Stop Thinking, Just Do!

Sungsoo Kim's Blog

Setup a JavaCL Maven Project

tagsTags

21 April 2015


Setup a JavaCL Maven Project

This quick tutorial will get you through setting up a JavaCL project.

You can either create a plain Maven project by hand and modify its pom.xml as below, or use the fully automated way that uses a Maven archetype :

  • Create a new project

  • Choose Maven / Project from Archetype :

In the Maven Archetype screen, click on Add, fill-in the details then click on Ok :

  • Group Id = com.nativelibs4java
  • Archetype Id = javacl-simple-tutorial
  • Version = 1.0-SNAPSHOT
  • Repository = http://oss.sonatype.org/content/groups/public

  • Select the custom archetype you’ve just created and click on Next, then Finish :

With IntelliJ IDEA

This will work with the open source Community Edition as well as with the Ultimate Edition.
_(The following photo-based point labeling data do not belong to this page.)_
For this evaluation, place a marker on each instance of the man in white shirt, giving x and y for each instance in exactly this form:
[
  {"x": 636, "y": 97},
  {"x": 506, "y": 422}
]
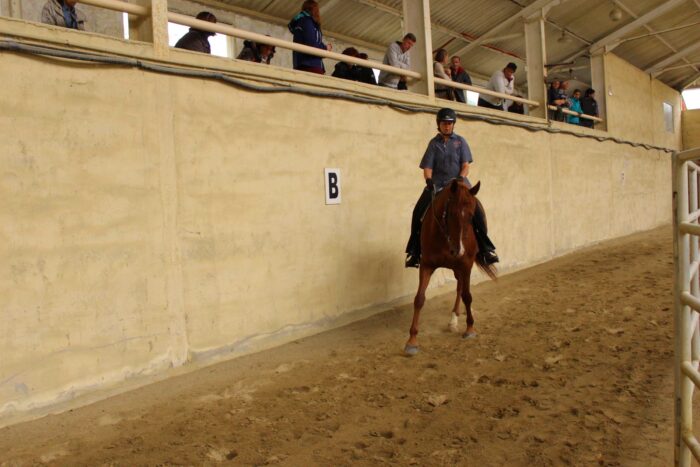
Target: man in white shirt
[
  {"x": 397, "y": 55},
  {"x": 502, "y": 81}
]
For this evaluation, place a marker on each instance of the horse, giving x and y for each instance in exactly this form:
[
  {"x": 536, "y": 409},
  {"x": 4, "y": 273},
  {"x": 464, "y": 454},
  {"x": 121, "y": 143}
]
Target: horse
[{"x": 448, "y": 241}]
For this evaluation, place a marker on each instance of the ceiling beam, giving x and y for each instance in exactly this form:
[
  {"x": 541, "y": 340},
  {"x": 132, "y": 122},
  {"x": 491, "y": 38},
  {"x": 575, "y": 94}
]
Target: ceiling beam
[
  {"x": 435, "y": 25},
  {"x": 635, "y": 16},
  {"x": 611, "y": 39},
  {"x": 677, "y": 67},
  {"x": 688, "y": 82},
  {"x": 504, "y": 25},
  {"x": 327, "y": 6},
  {"x": 656, "y": 68}
]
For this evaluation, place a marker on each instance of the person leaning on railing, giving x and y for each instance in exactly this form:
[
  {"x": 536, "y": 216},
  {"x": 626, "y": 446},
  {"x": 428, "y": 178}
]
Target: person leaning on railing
[
  {"x": 197, "y": 40},
  {"x": 364, "y": 74},
  {"x": 346, "y": 70},
  {"x": 502, "y": 81},
  {"x": 556, "y": 97},
  {"x": 441, "y": 71},
  {"x": 256, "y": 52},
  {"x": 590, "y": 107},
  {"x": 575, "y": 106},
  {"x": 397, "y": 56},
  {"x": 63, "y": 13},
  {"x": 306, "y": 29},
  {"x": 459, "y": 75}
]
If you haven’t tried it yet, IntelliJ IDEA is a great IDE to work with…

It’s very easy to create the sources for this tutorial with IDEA :

  • Make sure to install Maven and set the M2_HOME environment variable properly
  • Create a new project

  • Select Create a project from scratch :

  • Choose a name for your tutorial project and select Maven Module for the type of the project, then click on Next :

Tick Create from archetype and click on Add archetype, then fill-in the details :

  • Group Id = com.nativelibs4java
  • Archetype Id = javacl-simple-tutorial
  • Version = 1.0-SNAPSHOT
  • Repository = http://oss.sonatype.org/content/groups/public

  • Click Ok and Finish : you’re done

With Maven in command-line

First, please make sure you’ve properly installed Maven.
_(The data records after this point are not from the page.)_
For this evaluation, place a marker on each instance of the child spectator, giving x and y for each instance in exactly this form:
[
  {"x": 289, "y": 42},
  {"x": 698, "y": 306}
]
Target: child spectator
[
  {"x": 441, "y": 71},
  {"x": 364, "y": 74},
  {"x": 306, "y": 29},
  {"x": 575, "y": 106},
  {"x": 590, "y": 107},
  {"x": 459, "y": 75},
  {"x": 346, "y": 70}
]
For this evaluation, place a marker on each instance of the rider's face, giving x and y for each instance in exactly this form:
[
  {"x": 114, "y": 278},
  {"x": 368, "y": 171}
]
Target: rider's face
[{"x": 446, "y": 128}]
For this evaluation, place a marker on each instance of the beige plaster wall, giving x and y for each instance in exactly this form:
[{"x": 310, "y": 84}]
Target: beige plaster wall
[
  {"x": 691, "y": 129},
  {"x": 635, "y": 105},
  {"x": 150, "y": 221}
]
Then simply type the following commands in a shell :

  • With Maven 3.0.3+ :
  • With previous versions of Maven :

This will generate a directory with the following layout :

JavaCLTutorial
|__ pom.xml
|__ src/
     |__ test 
     |__ main/
          |__ java/
          |    |__ tutorial/
          |         |__ JavaCLTutorial1.java
          |         |__ JavaCLTutorial2.java
          |         |__ JavaCLTutorial3.java
          |__ opencl/
               |__ tutorial/
                    |__ TutorialKernels.cl

The three versions of the JavaCLTutorial class correspond to the progression of this tutorial, as you’ll see below.
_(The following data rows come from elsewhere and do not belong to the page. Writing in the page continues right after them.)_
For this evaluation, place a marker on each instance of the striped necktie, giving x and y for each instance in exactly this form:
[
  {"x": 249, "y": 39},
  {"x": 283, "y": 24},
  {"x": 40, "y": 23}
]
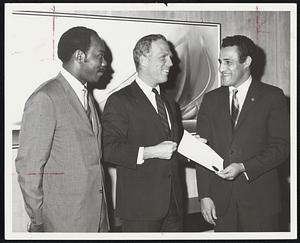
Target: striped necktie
[
  {"x": 234, "y": 108},
  {"x": 162, "y": 112}
]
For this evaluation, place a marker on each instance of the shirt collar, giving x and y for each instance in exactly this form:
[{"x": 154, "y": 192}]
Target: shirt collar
[
  {"x": 145, "y": 87},
  {"x": 244, "y": 86}
]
A very simple OpenCL addition program

This is the OpenCL equivalent of the traditional Hello-world example : we’re just going to perform parallel piece-wise additions on two float vectors, storing the results on a third float vector.

It contains two parts :

  • an OpenCL source code that will be compiled at run-time and run on an OpenCL device (CPU or GPU)
  • a Java host program that sets up the JavaCL context, reads and compiles the OpenCL source code and calls it with appropriately initialized arguments.

The Maven pom.xml project file

This file contains a single cross-platform JavaCL dependency :

  <repositories>
    <repository>
      <id>sonatype</id>
      <name>Sonatype OSS Snapshots Repository</name>
      <url>http://oss.sonatype.org/content/groups/public</url>
    </repository>
  </repositories>
  
  <dependencies>
    <dependency>
      <groupId>com.nativelibs4java</groupId>
      <artifactId>javacl</artifactId>
      <version>1.0-SNAPSHOT</version>
    </dependency>
  </dependencies>

It also contains the configuration needed by the JavaCL Generator plugin, which will help make your kernels programming experience a lot (type-)safer and more enjoyable (see below).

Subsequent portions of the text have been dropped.